Given a $(2 \times 2)$-matrix $A = \begin{pmatrix} a & b \\ c & d \end{pmatrix}$ with entries in $\mathbb Z$, let us define $$A^* : S^1 \times S^1 \to S^1 \times S^1, A^*(u,v) = (u^av^b,u^cv^d) .$$
Clearly the unit matrix $E$ gives $$ E^* = id \tag{1} .$$ Let us next show that for $B = \begin{pmatrix} e & f \\ g & h \end{pmatrix}$ one has $$(A \cdot B)^* = A^* \circ B^* \tag{2} .$$
We have $A \cdot B = \begin{pmatrix} a e + b g & a f + b h \\ c e + d g & c f + d h \end{pmatrix}$, thus $$(A \cdot B)^*(u,v) = (u^{a e + b g} v^{a f + b h}, u^{c e + d g }v^{c f + d h}) ,$$
$$A^*(B^*(u,v)) = A^*(u^ev^f,u^gv^h) = ((u^ev^f)^{a}(u^gv^h)^{b}, (u^ev^f)^{c}(u^gv^h)^{d}) \\= (u^{e a} v^{f a} u^{g b} v^{h b},u^{e c} v^{f c} u^{g d} v^{h d}) = (u^{e a + g b}v^{f a + h b},u^{e c + g d}v^{f c + h d}) .$$
This proves $(2)$.
Formulae $(1)$ and $(2)$ show that if $A$ is invertible and $A^{-1}$ has all entries in $\mathbb Z$, then $A^*$ is a homeomorphism.
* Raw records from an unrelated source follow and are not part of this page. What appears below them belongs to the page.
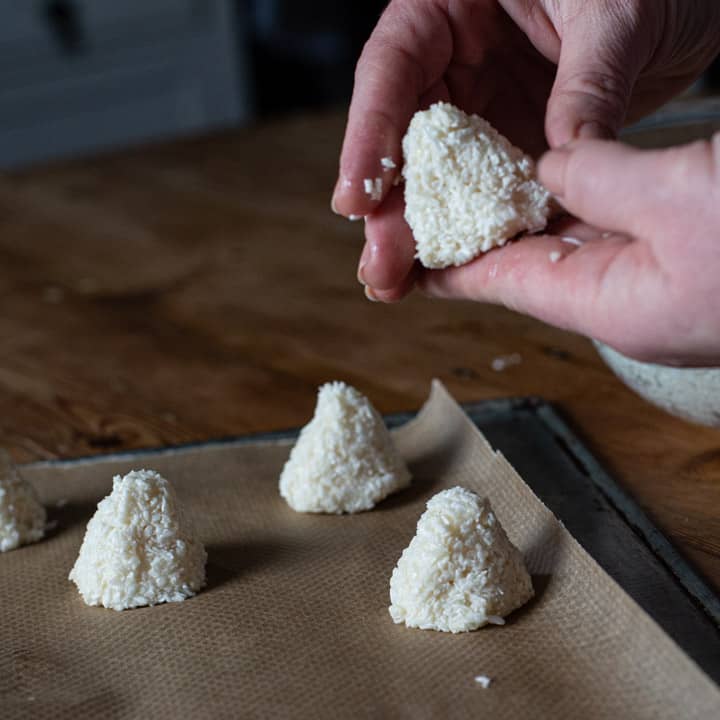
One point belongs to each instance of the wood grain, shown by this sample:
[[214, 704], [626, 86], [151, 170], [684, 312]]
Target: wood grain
[[200, 289]]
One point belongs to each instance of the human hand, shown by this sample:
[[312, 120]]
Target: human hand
[[649, 285], [616, 60]]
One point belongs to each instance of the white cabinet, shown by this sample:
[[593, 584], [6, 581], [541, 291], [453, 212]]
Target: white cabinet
[[79, 75]]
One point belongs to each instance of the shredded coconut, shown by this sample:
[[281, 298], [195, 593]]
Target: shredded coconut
[[139, 548], [460, 569], [503, 362], [467, 189], [373, 188], [571, 241], [344, 459], [22, 517]]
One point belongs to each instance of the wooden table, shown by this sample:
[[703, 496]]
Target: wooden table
[[203, 288]]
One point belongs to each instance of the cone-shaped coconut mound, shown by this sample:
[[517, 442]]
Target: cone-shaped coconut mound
[[139, 548], [22, 517], [467, 188], [344, 459], [460, 571]]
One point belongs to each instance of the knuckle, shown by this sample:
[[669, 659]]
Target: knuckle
[[604, 89]]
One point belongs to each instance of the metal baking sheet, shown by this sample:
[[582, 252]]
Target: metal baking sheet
[[600, 515]]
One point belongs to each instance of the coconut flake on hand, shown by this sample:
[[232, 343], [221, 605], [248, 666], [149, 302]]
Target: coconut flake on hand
[[139, 547], [22, 517], [344, 460], [460, 571], [467, 188]]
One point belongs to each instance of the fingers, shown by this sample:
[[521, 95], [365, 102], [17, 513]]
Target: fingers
[[558, 281], [403, 59], [599, 63], [618, 187], [387, 260]]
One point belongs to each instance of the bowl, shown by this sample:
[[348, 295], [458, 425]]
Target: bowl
[[690, 393]]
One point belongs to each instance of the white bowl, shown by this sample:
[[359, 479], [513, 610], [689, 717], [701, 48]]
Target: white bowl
[[690, 393]]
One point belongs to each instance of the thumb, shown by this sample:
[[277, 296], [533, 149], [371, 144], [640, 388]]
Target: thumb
[[593, 84], [617, 187]]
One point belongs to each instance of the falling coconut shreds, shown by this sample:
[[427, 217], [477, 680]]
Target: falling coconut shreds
[[22, 516], [345, 460]]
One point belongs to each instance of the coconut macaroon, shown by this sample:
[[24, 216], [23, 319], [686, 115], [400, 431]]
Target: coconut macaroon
[[139, 548], [460, 571], [467, 188], [22, 517], [344, 460]]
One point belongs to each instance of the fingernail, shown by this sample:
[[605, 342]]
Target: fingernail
[[551, 170], [595, 131], [370, 294], [362, 263]]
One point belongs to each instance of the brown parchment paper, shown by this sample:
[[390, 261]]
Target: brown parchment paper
[[294, 620]]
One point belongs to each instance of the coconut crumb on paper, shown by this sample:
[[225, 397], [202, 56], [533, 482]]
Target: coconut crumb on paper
[[496, 620], [503, 362], [345, 460], [467, 188]]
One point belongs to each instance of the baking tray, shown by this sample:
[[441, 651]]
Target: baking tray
[[606, 521]]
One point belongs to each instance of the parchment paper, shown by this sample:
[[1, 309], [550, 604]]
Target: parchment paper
[[294, 621]]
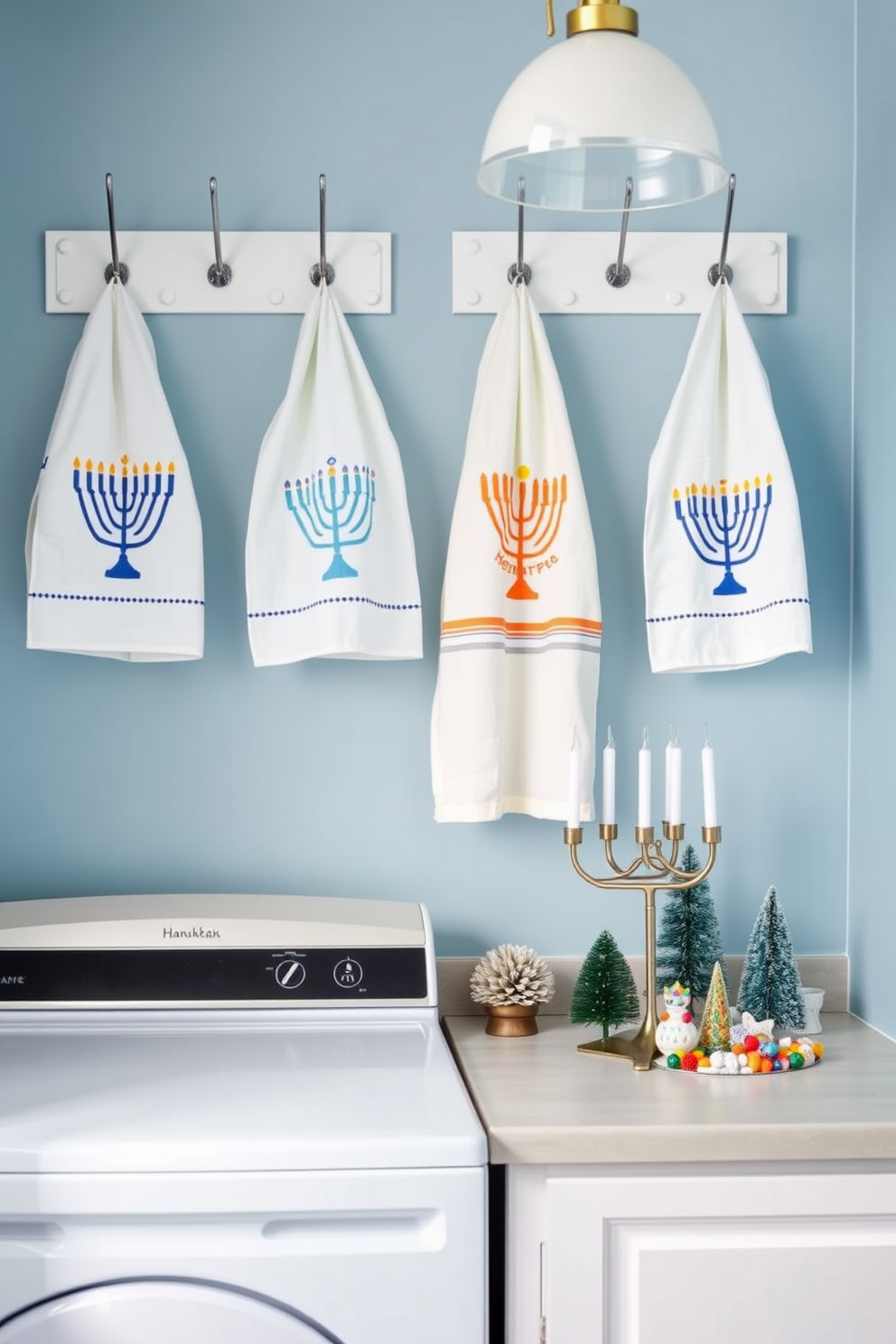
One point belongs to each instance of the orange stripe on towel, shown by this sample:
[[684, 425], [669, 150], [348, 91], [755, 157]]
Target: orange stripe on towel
[[481, 624]]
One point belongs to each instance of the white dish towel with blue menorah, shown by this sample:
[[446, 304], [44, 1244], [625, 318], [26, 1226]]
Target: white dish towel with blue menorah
[[115, 547], [723, 551], [331, 567], [520, 639]]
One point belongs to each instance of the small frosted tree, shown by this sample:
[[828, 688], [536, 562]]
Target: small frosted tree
[[689, 941], [714, 1029], [770, 983], [605, 991]]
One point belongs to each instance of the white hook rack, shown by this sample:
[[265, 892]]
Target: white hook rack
[[669, 272], [168, 272]]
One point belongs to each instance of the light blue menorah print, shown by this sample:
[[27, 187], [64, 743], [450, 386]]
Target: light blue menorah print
[[128, 515], [331, 517], [724, 528]]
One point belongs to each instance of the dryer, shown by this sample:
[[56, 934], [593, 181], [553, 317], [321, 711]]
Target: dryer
[[233, 1120]]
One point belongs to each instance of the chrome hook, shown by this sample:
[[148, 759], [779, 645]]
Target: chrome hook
[[117, 269], [322, 267], [518, 273], [618, 275], [719, 270], [219, 275]]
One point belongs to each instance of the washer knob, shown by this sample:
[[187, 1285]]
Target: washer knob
[[289, 975]]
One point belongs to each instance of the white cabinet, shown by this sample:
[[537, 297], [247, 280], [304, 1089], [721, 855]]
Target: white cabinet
[[785, 1253]]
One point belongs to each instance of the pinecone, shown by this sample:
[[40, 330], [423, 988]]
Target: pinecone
[[512, 975]]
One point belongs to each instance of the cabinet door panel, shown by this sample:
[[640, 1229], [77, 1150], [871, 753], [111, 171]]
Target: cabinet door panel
[[736, 1258]]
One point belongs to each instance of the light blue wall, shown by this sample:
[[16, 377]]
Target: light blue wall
[[872, 908], [316, 777]]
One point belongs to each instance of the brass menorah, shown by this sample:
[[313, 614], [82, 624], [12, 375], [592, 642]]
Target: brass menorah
[[649, 871]]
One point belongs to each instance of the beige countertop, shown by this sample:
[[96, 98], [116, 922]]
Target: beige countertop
[[542, 1101]]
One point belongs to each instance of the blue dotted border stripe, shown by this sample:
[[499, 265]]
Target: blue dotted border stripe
[[331, 601], [129, 601], [711, 616]]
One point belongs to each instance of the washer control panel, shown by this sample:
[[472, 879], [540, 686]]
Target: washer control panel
[[212, 975]]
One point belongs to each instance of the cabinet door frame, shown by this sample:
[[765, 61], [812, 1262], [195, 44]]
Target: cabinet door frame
[[576, 1234]]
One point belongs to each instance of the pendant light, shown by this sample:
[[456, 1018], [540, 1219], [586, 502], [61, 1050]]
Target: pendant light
[[598, 109]]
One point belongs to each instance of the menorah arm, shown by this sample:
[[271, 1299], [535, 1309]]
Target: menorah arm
[[681, 879], [97, 537], [145, 540], [290, 504]]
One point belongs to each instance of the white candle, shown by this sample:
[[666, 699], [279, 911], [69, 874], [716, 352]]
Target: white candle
[[644, 782], [710, 815], [575, 784], [609, 809], [673, 779]]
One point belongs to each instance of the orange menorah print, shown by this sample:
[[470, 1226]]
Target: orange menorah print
[[526, 514]]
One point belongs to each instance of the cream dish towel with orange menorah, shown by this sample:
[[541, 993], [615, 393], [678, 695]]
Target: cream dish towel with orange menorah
[[723, 550], [331, 567], [115, 547], [520, 640]]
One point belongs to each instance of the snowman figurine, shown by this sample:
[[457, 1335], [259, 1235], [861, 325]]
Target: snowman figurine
[[676, 1030]]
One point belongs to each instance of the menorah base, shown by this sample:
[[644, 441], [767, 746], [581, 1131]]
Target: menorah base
[[341, 569], [123, 569], [639, 1049]]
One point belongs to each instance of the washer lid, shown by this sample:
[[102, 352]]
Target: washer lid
[[144, 1096], [151, 1311]]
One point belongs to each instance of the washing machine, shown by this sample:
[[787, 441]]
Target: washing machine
[[233, 1120]]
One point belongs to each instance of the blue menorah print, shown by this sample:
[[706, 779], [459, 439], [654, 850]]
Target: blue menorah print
[[724, 528], [126, 515], [331, 515]]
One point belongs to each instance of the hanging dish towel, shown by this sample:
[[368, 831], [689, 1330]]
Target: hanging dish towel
[[723, 551], [520, 647], [115, 548], [330, 553]]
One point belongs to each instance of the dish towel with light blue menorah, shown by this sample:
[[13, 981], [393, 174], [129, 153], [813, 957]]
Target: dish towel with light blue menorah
[[115, 546], [520, 636], [331, 567], [723, 550]]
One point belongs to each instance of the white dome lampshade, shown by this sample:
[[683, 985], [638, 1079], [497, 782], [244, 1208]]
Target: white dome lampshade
[[594, 110]]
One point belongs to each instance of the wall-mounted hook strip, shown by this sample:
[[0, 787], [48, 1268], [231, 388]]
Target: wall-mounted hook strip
[[117, 269], [219, 275], [322, 267], [719, 270], [667, 272], [618, 273], [170, 270], [518, 273]]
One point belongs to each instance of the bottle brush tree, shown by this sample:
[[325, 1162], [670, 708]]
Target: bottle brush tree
[[605, 991], [770, 983], [689, 939]]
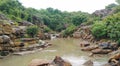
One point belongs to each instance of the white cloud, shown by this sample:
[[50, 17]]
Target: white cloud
[[68, 5]]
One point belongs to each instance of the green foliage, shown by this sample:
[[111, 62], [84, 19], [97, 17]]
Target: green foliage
[[118, 1], [46, 29], [69, 31], [113, 26], [99, 30], [108, 28], [79, 18], [110, 6], [32, 31]]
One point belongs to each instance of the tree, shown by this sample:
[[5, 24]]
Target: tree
[[110, 6], [118, 1], [32, 31]]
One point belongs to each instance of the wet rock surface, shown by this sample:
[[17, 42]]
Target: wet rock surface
[[88, 63], [58, 61]]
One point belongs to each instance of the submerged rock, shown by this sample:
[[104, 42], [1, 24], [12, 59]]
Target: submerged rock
[[89, 48], [101, 51], [39, 62], [88, 63], [58, 61]]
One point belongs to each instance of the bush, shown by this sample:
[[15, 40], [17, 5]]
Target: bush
[[99, 30], [69, 31], [32, 31]]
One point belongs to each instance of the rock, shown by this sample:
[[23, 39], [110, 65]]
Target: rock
[[84, 44], [115, 60], [19, 31], [39, 62], [114, 52], [5, 27], [4, 39], [101, 51], [29, 40], [103, 12], [89, 48], [105, 45], [88, 63], [58, 61]]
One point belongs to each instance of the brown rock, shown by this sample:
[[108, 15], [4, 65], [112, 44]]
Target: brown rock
[[88, 63], [84, 44], [89, 48], [39, 62], [58, 61]]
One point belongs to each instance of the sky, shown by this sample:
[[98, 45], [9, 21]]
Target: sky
[[68, 5]]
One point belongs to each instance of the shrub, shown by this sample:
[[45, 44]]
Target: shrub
[[32, 31], [99, 30]]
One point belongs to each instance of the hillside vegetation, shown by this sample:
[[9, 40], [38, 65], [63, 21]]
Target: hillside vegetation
[[105, 23]]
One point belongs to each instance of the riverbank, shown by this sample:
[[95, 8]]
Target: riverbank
[[68, 49]]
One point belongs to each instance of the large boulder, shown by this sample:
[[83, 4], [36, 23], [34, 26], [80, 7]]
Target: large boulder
[[4, 39], [115, 60], [19, 31]]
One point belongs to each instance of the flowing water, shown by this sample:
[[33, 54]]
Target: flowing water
[[68, 49]]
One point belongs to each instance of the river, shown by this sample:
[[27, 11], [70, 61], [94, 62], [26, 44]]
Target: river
[[68, 49]]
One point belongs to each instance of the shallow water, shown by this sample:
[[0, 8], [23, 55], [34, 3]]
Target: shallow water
[[68, 49]]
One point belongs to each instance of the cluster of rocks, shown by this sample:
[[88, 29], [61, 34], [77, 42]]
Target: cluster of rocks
[[12, 36], [103, 12], [58, 61], [104, 48], [84, 33]]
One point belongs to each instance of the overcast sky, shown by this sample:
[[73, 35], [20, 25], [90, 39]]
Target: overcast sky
[[68, 5]]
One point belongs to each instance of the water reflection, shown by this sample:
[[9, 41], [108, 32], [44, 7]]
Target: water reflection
[[67, 48]]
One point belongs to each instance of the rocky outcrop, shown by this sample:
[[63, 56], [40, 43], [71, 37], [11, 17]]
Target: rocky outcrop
[[84, 44], [115, 60], [89, 48], [25, 23], [5, 27], [58, 61], [39, 62], [29, 40], [84, 33], [101, 51]]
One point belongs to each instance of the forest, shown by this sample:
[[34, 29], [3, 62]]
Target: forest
[[92, 28], [104, 26]]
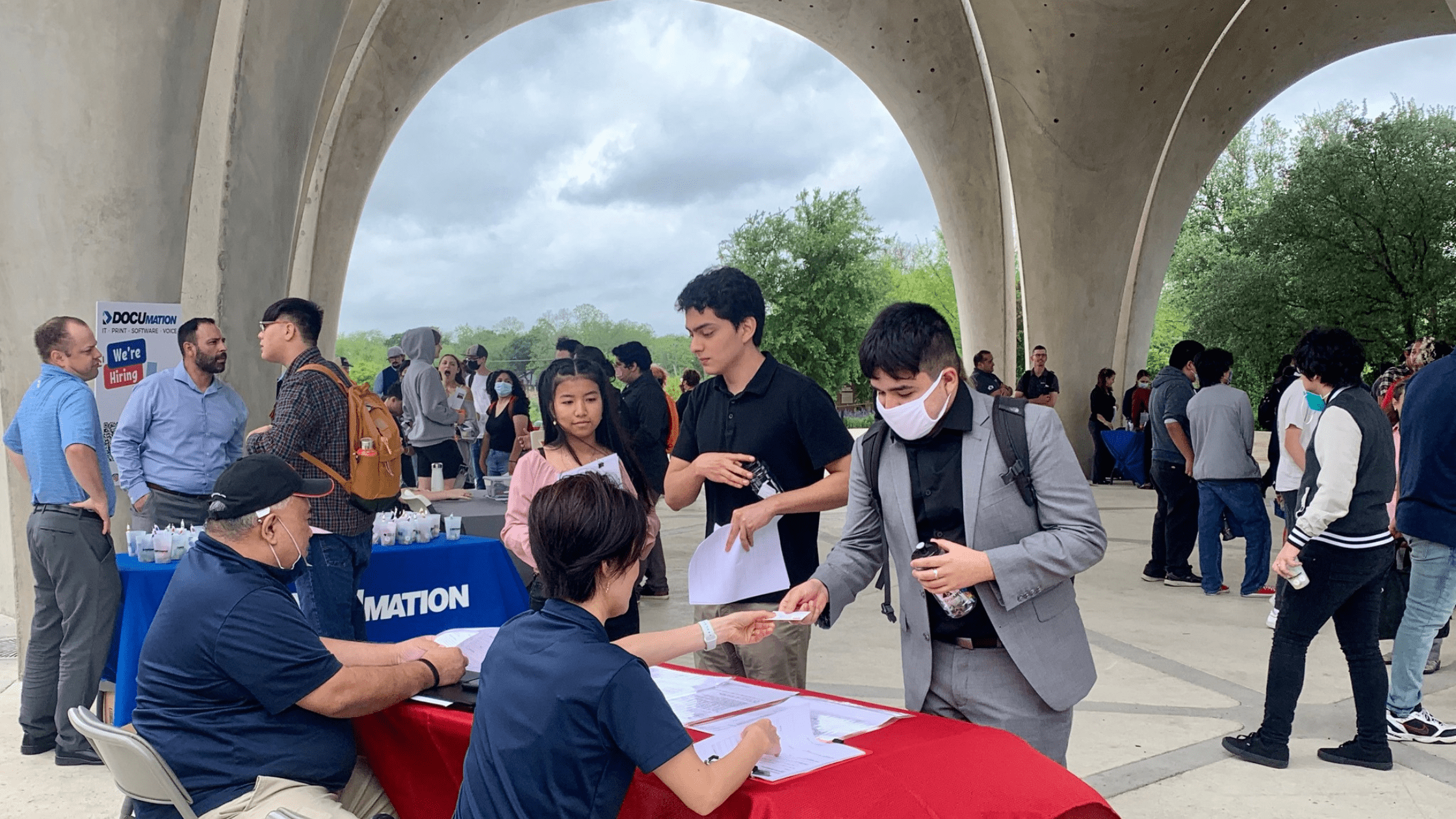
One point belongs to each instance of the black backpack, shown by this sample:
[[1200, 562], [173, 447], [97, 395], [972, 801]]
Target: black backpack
[[1009, 428]]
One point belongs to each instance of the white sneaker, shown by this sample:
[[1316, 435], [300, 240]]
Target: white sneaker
[[1420, 726]]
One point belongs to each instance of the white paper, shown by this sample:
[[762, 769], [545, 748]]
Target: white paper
[[717, 576], [792, 760], [474, 643], [723, 699]]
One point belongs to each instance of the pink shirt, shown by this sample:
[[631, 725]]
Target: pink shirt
[[533, 473]]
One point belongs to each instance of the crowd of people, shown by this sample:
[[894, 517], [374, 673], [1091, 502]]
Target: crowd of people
[[966, 490]]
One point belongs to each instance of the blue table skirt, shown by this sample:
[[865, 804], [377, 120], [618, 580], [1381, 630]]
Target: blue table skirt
[[407, 592]]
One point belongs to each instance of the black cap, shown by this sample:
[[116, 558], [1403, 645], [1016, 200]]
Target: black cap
[[258, 481]]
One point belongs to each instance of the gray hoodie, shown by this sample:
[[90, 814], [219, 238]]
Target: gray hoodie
[[430, 417], [1168, 402]]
$\det A = ad - bc \ne 0$ means that $A$ is invertible as a real metrix. But we even have $\det A = 1$ which implies that $A^{-1}$ has all entries in $\mathbb Z$.
Since $\psi = A^*$, we are finished.
Update:
That $A^{-1}$ has integer entries follows from
Lemma. Let $A$ be an $(n \times n)$-matrix with entries in $\mathbb Z$. Then $A$ has an inverse $A^{-1}$ with entries in $\mathbb Z$ if and only if $\det A = \pm 1$.
Proof. 1. For all matrices $A, B$ with entries in $\mathbb R$ we have $\det A \cdot B = \det A \cdot \det B$. If both $A, B$ have entries in $\mathbb Z$, then also $\det A, \det B \in \mathbb Z$.
Assume that $A$ has entries in $\mathbb Z$ and has an inverse $A^{-1}$ with entries in $\mathbb Z$. Then $$1 = \det E = \det A \cdot A^{-1} = \det A \cdot \det A^{-1} \tag{3}.$$ Since both $\det A, \det A^{-1} \in \mathbb Z$, $(3)$ can only be satisfied when $\det A = \det A^{-1} = 1$ or $\det A = \det A^{-1} = -1$.
Assume that $A$ has entries in $\mathbb Z$ and has $\det A = \pm 1$. Then $A$ is invertible as a real matrix. It inverse is given by $$A^{-1} = \frac{1}{\det A} \left(-1)^{i+j} A_{ij}\right)^T \tag{4}$$ where the $A_{ij}$ are the minors of $A$ and $^T$ denotes transposition. The minors are the determinants of the $((n-1) \times (n-1))$-submatrices of $A$ obtained by deleting the $i$-th row and $j$-th column. If $A$ has entries in $\mathbb Z$ then all $A_{ij} \in \mathbb Z$ and therefore $A^{-1}$ has entries in $\mathbb Z$ since $\det A = \pm 1$.